This is the third of a six-part series on liability defenses that every inside counsel should know (Part 1 and Part 2). Based on more than 30 years of litigation practice, this series discusses the liability defenses I have found to most often result in successful summary judgments or dismissals, providing the best potential to end expensive and time-consuming litigation. This installment focuses on the learned intermediary rule.

In general, manufacturers have a duty to warn end users about the known hazards associated with use of their products. The learned intermediary rule provides an exception to this general duty. Under the learned intermediary rule, a product manufacturer’s duty to warn about a known hazard runs to an intermediary instead of to the end user of the product. The rule usually applies in circumstances where the intermediary is in the best position to provide warnings to the product’s end users, or when there is a significant burden to the product manufacturer to provide a direct warning. The intermediary rule can be used by a product manufacturer to obtain summary judgment or dismissal of a failure to warn lawsuit filed by the end user of a product if appropriate warnings were provided to an intermediary, such as the employer of the end user, or if it can be shown that the intermediary knew the product’s hazards.

The learned intermediary rule is most commonly applied in the context of sales of pharmaceutical products. In such cases, the physician serves as a learned intermediary between the pharmaceutical manufacturer and the patient-end user. The pharmaceutical manufacturer fulfills its duty to warn end users of the known risks of its products by providing adequate warnings to the physician intermediaries who prescribe the drug. Once adequate warnings are provided to the learned intermediary-physician, the manufacturer has no further duty to provide warnings directly to end users. The highest courts in more than 35 states and scores of intermediate state and federal courts applying state law have adopted some form of the learned intermediary rule within the prescription drug context or cited favorably to its application.

While the learned intermediary rule is an important defense for manufacturers of pharmaceutical products, it is also significant for manufacturers of other products that are sold and used in industrial or commercial situations. This rule has been applied by courts in many states to provide an exception to the duty to warn end users when products are sold in industrial or commercial settings through sophisticated employers of the products’ end users. These court decisions have given rise to two defenses that provide an exception to the duty to provide warnings to end users in industrial or commercial settings: the sophisticated user doctrine and the bulk supplier doctrine.

The sophisticated user doctrine allows a product manufacturer to discharge its duty to warn based on the knowledge or skill of the commercial purchaser of its product, which is often the employer of the end user. This doctrine is asserted in two types of situations:

  1. When the product manufacturer provides warning information to the employer with the expectation that it will be transmitted by the employer to the end user employee; and
  2. When a manufacturer does not provide a warning to a knowledgeable employer because the employer already knows the hazards of the product.

Under these circumstances, a product manufacturer does not need to provide a warning directly to an end user and instead may rely upon the knowledge of the employer to either pass along the warning from the product manufacturer or provide an appropriate warning based upon the knowledge and sophistication of the employer.

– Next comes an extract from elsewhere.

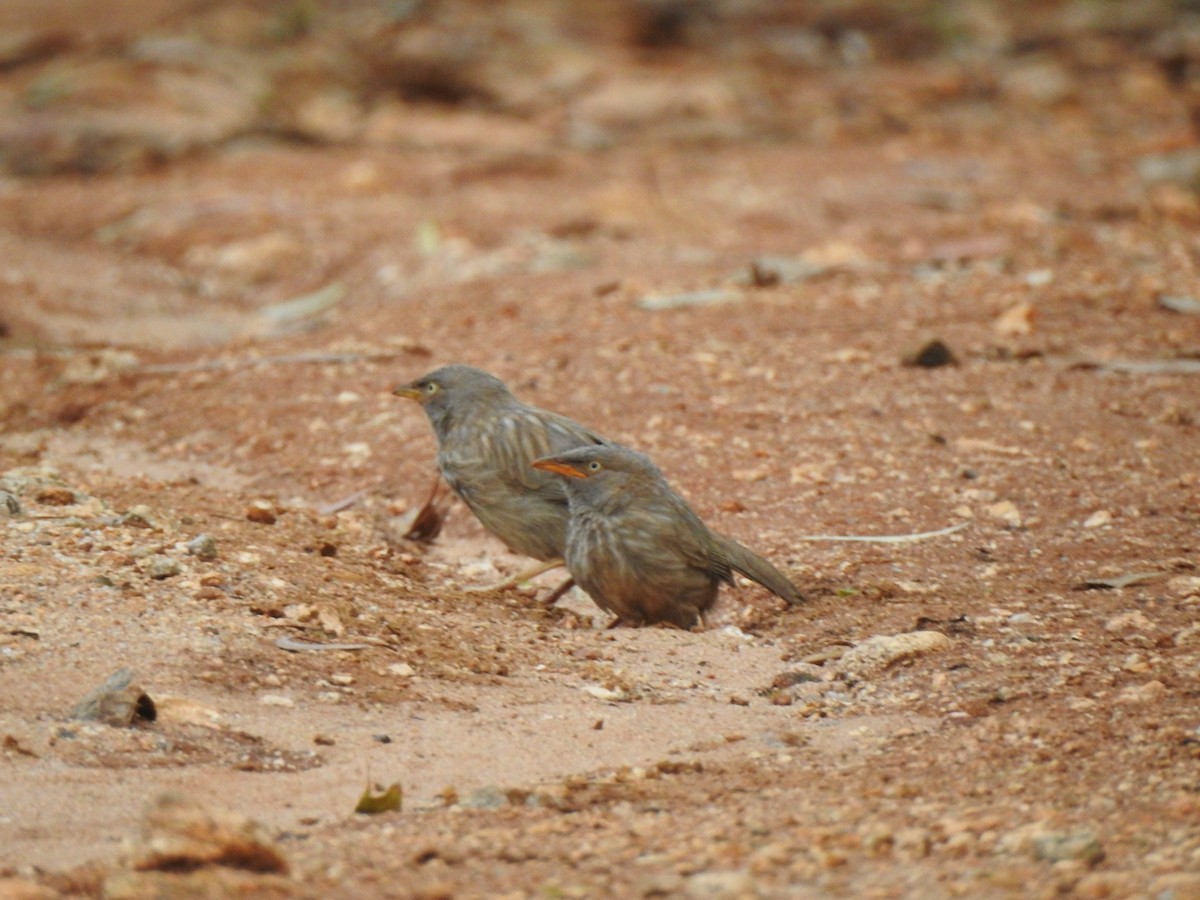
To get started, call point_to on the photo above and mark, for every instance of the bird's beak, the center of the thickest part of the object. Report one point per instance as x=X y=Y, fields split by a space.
x=558 y=468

The bulk supplier doctrine is a defense that applies in situations in which industrial chemicals or materials are sold in bulk, often by tanker truck or rail car, and deposited into the employer’s storage facilities. In these circumstances, the bulk product is often intermingled with the products of other manufacturers, and it is impossible for the product manufacturer to physically affix a warning to the product. In many jurisdictions, the product manufacturer who sells an industrial product in bulk does not have an obligation to warn the end user of the product, and instead discharges its duty to warn by either providing a warning to the employer or relying upon the employer to provide an appropriate warning to the employee end user.

While the learned intermediary doctrine in the context of pharmaceuticals has received wide support in virtually every jurisdiction in the United States, its acceptance in other commercial situations varies from state to state. However, there is a developing acceptance of the learned intermediary defense in industrial and commercial situations where the end user is employed by a sophisticated employer who either received an appropriate warning or knew the hazards of the product provided to the end user in its workplace. Often in industrial and commercial circumstances, an adequate warning has been provided to the employer of the end user, or the employer was knowledgeable about the hazards of the product. Under these circumstances, a manufacturer should seek summary judgment or dismissal of a failure to warn lawsuit by an end user based upon the warnings provided to the plaintiff’s employer or based upon the employer’s knowledge and sophistication.